The company operates autonomous boats in real-time ocean patrols, controlled from their mobile command center that can be transported via C-130 aircraft or ship.
Only 1% of mines are currently autonomous despite mining accounting for 8% of work-related deaths globally, representing a massive automation opportunity.
Defense Applications and Dual-Use Strategy
Applied Intuition's Applied Edge mobile command center packages their entire development infrastructure into a shipping container that operates completely offline and off-grid.
The company's dual-use strategy leverages commercial discipline to create superior defense products: "Our technology has to be the best. It can't be just the best that's selling to the DOD. Has to be the best in the world" - Qasar.
Recent collaboration with Sierra Nevada Corporation demonstrated anti-drone missile launcher systems mounted on autonomous Ford F-150 Raptors for unmanned battlefield operations.
Applied Intuition works with all major military branches and defense primes, entering the defense sector in 2019 and accelerating through their acquisition of Epis two years ago.
Global Scale and Market Penetration Strategy
Applied Intuition employs nearly 1,400 people globally with approximately 1,000 engineers across 18 international sites, making them one of the largest physical AI companies on the planet.
Japan has been their fastest-expanding market despite being notoriously difficult, achieved through local hiring rather than transplanting Silicon Valley engineers.
The company operates everywhere except China due to defense work and IP restrictions, with recent expansions into Australia, India, and UK, plus real-time expansion into the Middle East.
Applied Intuition's expansion strategy resembles "hopscotching like a board game throughout the planet," targeting end-to-end automation from mines to ports via autonomous trucks.
Technology Platform and Competitive Advantages
The same operating system and autonomy platform runs across all vehicle types - from tractors to boats to mining equipment - because "physics is consistent" across machines that interact with the real world.
Applied Intuition adopted end-to-end self-driving technology in the post-transformer era, enabling one team to handle autonomy across all form factors rather than separate teams per vehicle type.
"The best time to start self-driving was like in 2022, 2023" - Qasar, explaining how modern AI capabilities made their comprehensive approach possible.
The company's Detroit roots provide emotional understanding of industrial sectors: "When your father and grandfather work at General Motors, you just grow up in the business" - Qasar.
Labor Crisis and AI's Positive Impact on Physical Work
The average American farmer is 58 years old, and "there's not a new group of people who really want to become farmers," creating urgent need for agricultural automation.

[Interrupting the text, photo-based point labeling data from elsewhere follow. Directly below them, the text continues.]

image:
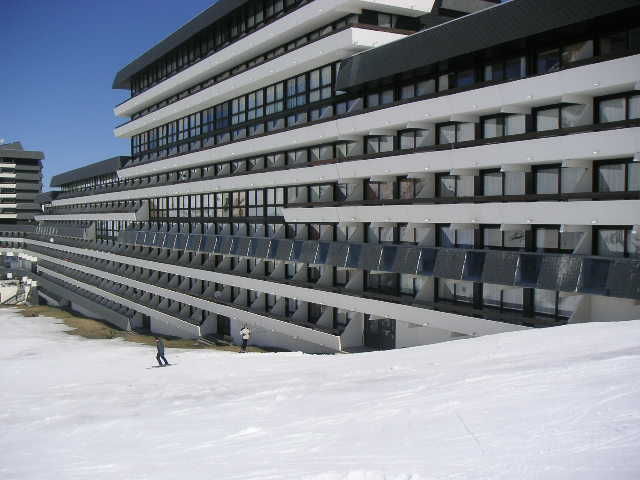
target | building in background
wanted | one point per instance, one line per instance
(20, 184)
(20, 187)
(346, 174)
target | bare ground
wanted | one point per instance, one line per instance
(95, 329)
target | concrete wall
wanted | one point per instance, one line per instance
(409, 335)
(596, 308)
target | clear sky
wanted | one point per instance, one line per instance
(58, 59)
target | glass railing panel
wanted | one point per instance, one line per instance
(500, 267)
(449, 263)
(594, 277)
(559, 272)
(473, 266)
(528, 270)
(370, 256)
(624, 279)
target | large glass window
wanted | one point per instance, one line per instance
(619, 176)
(503, 125)
(455, 132)
(616, 109)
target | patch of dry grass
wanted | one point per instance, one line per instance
(95, 329)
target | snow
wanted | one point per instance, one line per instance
(560, 403)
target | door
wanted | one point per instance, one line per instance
(380, 333)
(146, 322)
(224, 325)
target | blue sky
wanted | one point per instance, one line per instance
(58, 59)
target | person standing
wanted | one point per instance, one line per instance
(246, 334)
(160, 355)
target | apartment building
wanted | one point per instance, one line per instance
(20, 183)
(349, 174)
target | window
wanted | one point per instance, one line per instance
(613, 43)
(503, 125)
(320, 82)
(511, 69)
(448, 237)
(619, 176)
(617, 242)
(296, 91)
(548, 61)
(547, 179)
(379, 190)
(455, 132)
(494, 238)
(454, 290)
(411, 139)
(454, 185)
(623, 107)
(238, 110)
(577, 52)
(379, 144)
(555, 304)
(551, 240)
(562, 116)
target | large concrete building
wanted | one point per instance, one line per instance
(348, 174)
(20, 184)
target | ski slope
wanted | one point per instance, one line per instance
(560, 403)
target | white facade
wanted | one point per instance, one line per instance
(495, 191)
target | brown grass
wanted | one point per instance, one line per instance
(96, 330)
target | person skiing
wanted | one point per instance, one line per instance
(246, 334)
(160, 355)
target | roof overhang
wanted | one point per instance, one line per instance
(215, 12)
(105, 167)
(486, 28)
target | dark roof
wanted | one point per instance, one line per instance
(46, 197)
(105, 167)
(11, 146)
(496, 25)
(215, 12)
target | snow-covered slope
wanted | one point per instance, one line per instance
(559, 403)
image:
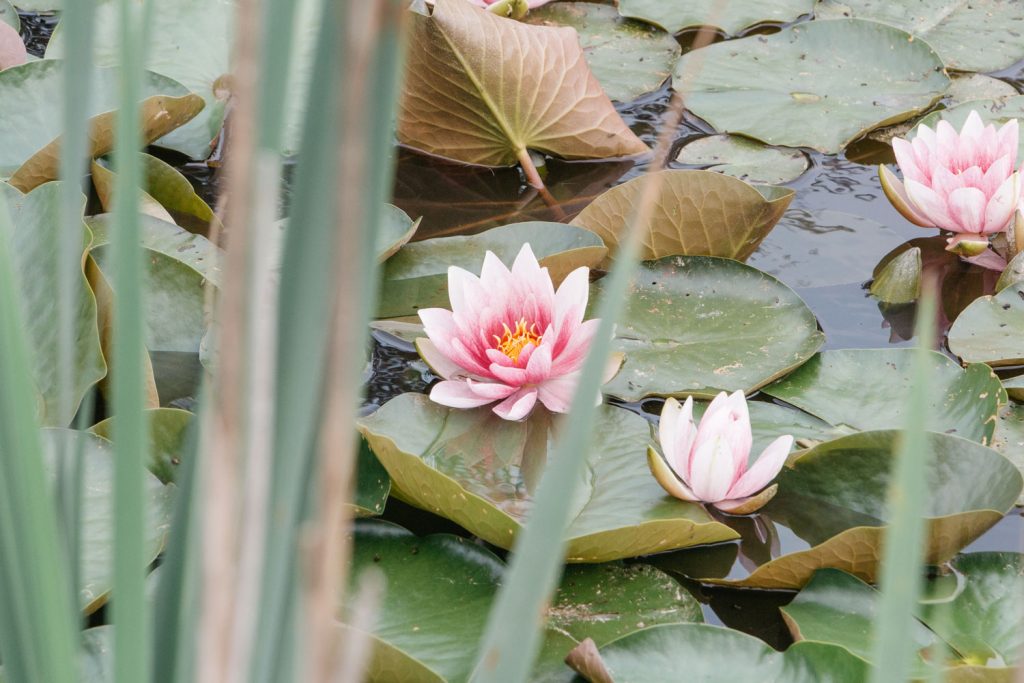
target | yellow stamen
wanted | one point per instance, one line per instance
(514, 341)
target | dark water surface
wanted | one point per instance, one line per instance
(839, 226)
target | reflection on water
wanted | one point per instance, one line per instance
(827, 247)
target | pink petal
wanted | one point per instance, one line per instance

Physical AI addresses real labor shortages in dangerous industries: "Farmers are aging. People don't want to work in mines in far away places. These are dangerous jobs" - Qasar.
Unlike white-collar AI disruption concerns, physical AI is being "pulled out of our hands" by industries facing genuine labor and safety crises that technology can solve.
Future mining and construction operations will feature small numbers of people controlling huge fleets of autonomous vehicles, addressing both safety and labor shortage challenges.